Publié en 1943 à Rome, « Agostino » paraît d’abord en tirage limité de 500 exemplaires, la censure fasciste jugeant son sujet trop scabreux. La deuxième édition, publiée en 1945 par Valentino Bompiani, comporte deux illustrations de Renato Guttuso et remporte le prix du Corriere Lombardo, première récompense littéraire attribuée après la chute du fascisme.

Moravia écrit ce court roman en un mois sur l’île de Capri. Il s’inscrit dans la tradition des romans d’initiation, mais se distingue par son traitement sans concession de thèmes délicats : l’éveil sexuel, le complexe d’Œdipe, les rapports de classe. La narration, remarquablement sobre et précise, suit la métamorphose intérieure d’Agostino qui, en quelques semaines, perd brutalement son innocence.

Le livre aborde frontalement la question des classes sociales, opposant le monde privilégié d’Agostino à celui de la bande de jeunes voyous. Cette dimension sociologique, chère à Moravia, s’entremêle avec les théories freudiennes sur la sexualité infantile. Le romancier dépeint avec acuité la confusion d’un adolescent confronté simultanément à l’éveil du désir et à la découverte des inégalités sociales.

Unanimement considéré comme l’une des œuvres les plus accomplies de Moravia, « Agostino » marque un tournant dans sa carrière. L’auteur lui-même qualifie ce texte de « charnière » entre sa première production et la suivante. Il s’impose comme un classique de la littérature italienne du XXe siècle, remarquable par sa capacité à saisir les tourments de l’adolescence dans une prose d’une grande économie de moyens.

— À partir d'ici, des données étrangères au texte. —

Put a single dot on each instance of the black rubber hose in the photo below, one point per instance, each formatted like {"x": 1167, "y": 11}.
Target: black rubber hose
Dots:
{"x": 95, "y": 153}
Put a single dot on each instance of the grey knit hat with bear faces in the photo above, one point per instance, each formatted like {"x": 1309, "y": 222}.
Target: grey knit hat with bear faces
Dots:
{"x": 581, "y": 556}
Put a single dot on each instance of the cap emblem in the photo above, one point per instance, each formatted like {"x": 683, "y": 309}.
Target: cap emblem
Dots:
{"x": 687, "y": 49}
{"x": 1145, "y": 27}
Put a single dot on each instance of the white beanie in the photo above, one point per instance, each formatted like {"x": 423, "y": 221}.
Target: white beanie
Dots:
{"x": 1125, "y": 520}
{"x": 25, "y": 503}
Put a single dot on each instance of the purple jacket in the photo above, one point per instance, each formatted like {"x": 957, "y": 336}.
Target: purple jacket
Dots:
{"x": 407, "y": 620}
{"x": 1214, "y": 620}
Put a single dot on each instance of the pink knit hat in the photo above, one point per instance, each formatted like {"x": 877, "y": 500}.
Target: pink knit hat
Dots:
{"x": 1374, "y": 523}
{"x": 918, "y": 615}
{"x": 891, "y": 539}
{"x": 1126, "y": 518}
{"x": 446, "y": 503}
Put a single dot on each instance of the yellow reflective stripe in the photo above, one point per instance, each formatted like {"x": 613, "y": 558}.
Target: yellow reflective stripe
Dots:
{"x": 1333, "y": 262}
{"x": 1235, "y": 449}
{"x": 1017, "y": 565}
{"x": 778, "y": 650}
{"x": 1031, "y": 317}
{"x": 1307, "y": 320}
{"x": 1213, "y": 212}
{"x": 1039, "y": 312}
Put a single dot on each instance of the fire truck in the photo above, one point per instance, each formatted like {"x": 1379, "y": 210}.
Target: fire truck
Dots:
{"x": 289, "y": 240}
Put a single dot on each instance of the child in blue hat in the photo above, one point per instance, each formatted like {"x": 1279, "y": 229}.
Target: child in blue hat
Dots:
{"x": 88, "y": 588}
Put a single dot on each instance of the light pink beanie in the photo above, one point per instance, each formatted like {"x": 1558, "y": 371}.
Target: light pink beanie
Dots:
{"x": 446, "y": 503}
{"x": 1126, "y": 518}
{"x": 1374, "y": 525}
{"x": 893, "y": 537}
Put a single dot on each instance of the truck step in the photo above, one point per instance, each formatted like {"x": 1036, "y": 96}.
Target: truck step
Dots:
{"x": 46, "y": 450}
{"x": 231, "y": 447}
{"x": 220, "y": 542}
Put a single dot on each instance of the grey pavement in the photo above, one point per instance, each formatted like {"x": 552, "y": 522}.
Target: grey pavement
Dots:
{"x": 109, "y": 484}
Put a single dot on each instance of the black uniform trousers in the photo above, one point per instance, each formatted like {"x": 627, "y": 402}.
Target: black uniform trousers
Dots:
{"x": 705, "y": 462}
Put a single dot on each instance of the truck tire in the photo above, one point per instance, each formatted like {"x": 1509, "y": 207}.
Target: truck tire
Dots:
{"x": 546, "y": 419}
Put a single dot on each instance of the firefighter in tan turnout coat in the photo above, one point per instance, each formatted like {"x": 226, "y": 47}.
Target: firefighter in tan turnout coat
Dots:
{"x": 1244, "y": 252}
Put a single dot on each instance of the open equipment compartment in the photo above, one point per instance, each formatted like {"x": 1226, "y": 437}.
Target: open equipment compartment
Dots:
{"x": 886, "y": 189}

« Agostino » a connu plusieurs adaptations, dont un long métrage réalisé par Mauro Bolognini en 1962, tourné à Venise en cinémascope noir et blanc, avec Ingrid Thulin dans le rôle de la mère. Le roman a également inspiré l’album de rock progressif italien « Adolescenza » de Mario Panseri, sorti chez RCA Italiana en 1973.

Aux éditions FLAMMARION ; 169 pages.